Correlation Between ASX and Nasdaq
Can any of the company-specific risk be diversified away by investing in both ASX and Nasdaq at the same time? Although using a correlation coefficient on its own may not help to predict future stock returns, this module helps to understand the diversifiable risk of combining ASX and Nasdaq into the same portfolio, which is an essential part of the fundamental portfolio management process.
By analyzing existing cross correlation between ASX LTD UNSPONSADR and Nasdaq Inc, you can compare the effects of market volatilities on ASX and Nasdaq and check how they will diversify away market risk if combined in the same portfolio for a given time horizon. You can also utilize pair trading strategies of matching a long position in ASX with a short position of Nasdaq. Check out your portfolio center. Please also check ongoing floating volatility patterns of ASX and Nasdaq.
Diversification Opportunities for ASX and Nasdaq
Poor diversification
The 3 months correlation between ASX and Nasdaq is 0.67. Overlapping area represents the amount of risk that can be diversified away by holding ASX LTD UNSPONSADR and Nasdaq Inc in the same portfolio, assuming nothing else is changed. The correlation between historical prices or returns on Nasdaq Inc and ASX is a relative statistical measure of the degree to which these equity instruments tend to move together. The correlation coefficient measures the extent to which returns on ASX LTD UNSPONSADR are associated (or correlated) with Nasdaq. Values of the correlation coefficient range from -1 to +1, where. The correlation of zero (0) is possible when the price movement of Nasdaq Inc has no effect on the direction of ASX i.e., ASX and Nasdaq go up and down completely randomly.
Pair Corralation between ASX and Nasdaq
Assuming the 90 days trading horizon ASX is expected to generate 2.19 times less return on investment than Nasdaq. But when comparing it to its historical volatility, ASX LTD UNSPONSADR is 1.02 times less risky than Nasdaq. It trades about 0.1 of its potential returns per unit of risk. Nasdaq Inc is currently generating about 0.21 of returns per unit of risk over similar time horizon. If you would invest 6,529 in Nasdaq Inc on September 17, 2024 and sell it today you would earn a total of 1,142 from holding Nasdaq Inc or generate 17.49% return on investment over 90 days.

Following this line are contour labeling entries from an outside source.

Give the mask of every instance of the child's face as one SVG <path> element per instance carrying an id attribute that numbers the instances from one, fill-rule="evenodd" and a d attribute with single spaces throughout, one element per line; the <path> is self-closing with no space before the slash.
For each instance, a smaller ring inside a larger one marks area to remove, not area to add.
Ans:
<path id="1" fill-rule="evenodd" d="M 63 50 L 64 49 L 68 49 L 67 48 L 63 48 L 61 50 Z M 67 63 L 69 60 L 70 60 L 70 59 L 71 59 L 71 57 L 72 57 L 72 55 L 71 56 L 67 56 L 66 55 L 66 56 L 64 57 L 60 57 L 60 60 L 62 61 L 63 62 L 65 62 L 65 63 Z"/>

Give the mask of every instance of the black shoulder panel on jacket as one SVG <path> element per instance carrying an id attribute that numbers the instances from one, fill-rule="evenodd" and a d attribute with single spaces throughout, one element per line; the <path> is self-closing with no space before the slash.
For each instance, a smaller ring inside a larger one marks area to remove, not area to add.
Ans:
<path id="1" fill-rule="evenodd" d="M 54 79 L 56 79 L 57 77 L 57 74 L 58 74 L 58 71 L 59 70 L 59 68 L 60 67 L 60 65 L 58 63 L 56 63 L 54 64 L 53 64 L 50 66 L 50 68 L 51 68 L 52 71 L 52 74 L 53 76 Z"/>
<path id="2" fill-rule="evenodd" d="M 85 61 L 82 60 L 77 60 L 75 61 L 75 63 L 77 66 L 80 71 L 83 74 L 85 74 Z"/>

Time Period | 3 Months [change] |
Direction | Moves Together |
Strength | Significant |
Accuracy | 100.0% |
Values | Daily Returns |
ASX LTD UNSPONSADR vs. Nasdaq Inc
Performance |
Timeline |
ASX LTD UNSPONSADR |
Nasdaq Inc |
ASX and Nasdaq Volatility Contrast
Predicted Return Density |
Returns |
Pair Trading with ASX and Nasdaq
The main advantage of trading using opposite ASX and Nasdaq positions is that it hedges away some unsystematic risk. Because of two separate transactions, even if ASX position performs unexpectedly, Nasdaq can make up some of the losses. Pair trading also minimizes risk from directional movements in the market. For example, if an entire industry or sector drops because of unexpected headlines, the short position in Nasdaq will offset losses from the drop in Nasdaq's long position.ASX vs. Thai Beverage Public | ASX vs. Mobilezone Holding AG | ASX vs. Monster Beverage Corp | ASX vs. Charter Communications |
Nasdaq vs. ASX LTD UNSPONSADR | Nasdaq vs. SINGAPORE EXUNSPADR15 | Nasdaq vs. Superior Plus Corp | Nasdaq vs. Origin Agritech |
Check out your portfolio center.Note that this page's information should be used as a complementary analysis to find the right mix of equity instruments to add to your existing portfolios or create a brand new portfolio. You can also try the Watchlist Optimization module to optimize watchlists to build efficient portfolios or rebalance existing positions based on the mean-variance optimization algorithm.